Essa matriz faz sentido especialmente quando você posiciona os concorrentes dentro dela, junto com você. Nesse caso, se um dos quadrantes está vazio, por exemplo, essa pode ser uma oportunidade de diferenciação, como fica claro na imagem acima.
No exemplo, a gente apresenta empresas do ramo de educação. Ao observar o número de concorrentes em cada quadrante, fica claro que uma marca com tom de voz mais divertido e focado em performance tem mais chances de se destacar, justamente pela quantidade menor de concorrentes que utilizam esse tom de voz.
É sempre bom lembrar que aqui não existe, necessariamente, certo ou errado.
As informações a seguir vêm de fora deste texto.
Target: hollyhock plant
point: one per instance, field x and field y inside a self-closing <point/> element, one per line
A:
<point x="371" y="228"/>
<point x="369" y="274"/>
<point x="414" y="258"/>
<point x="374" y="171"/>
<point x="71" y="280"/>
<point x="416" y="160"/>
Lógico, alguns negócios requerem mais sobriedade e seriedade do que outros, por exemplo.
Mas, sabendo criar um posicionamento de marca conciso, partir por um caminho ousado e que ninguém tentou antes pode ser exatamente o que você precisa.
Quando usar cada uma dessas abordagens no Posicionamento Estratégico
É essencial entender o mercado, seu consumidor e a sua própria marca para criar um posicionamento estratégico de marca coerente.
O Relógio de Bowman traz uma visão muito mais de produto, precificação e posicionamento em termos de valor percebido/custo.
Essa é uma visão crucial para começar a planejar como você vai vender a sua marca, a que preço, para quem e quais serão os seus concorrentes diretos.
A Matriz Funcional x Emocional x Aspiracional complementa o Relógio de Bowman, posicionando a sua marca diante das necessidades do cliente.
Já a Matriz de Identidade permite entender como você vai se comunicar com o cliente, diferenciando a sua marca das demais através do branding, o que pode ser o início da construção de uma marca forte e com presença de mercado.
Todas são visões necessárias para um negócio de sucesso, cabe a você entender agora onde o seu negócio pode melhorar.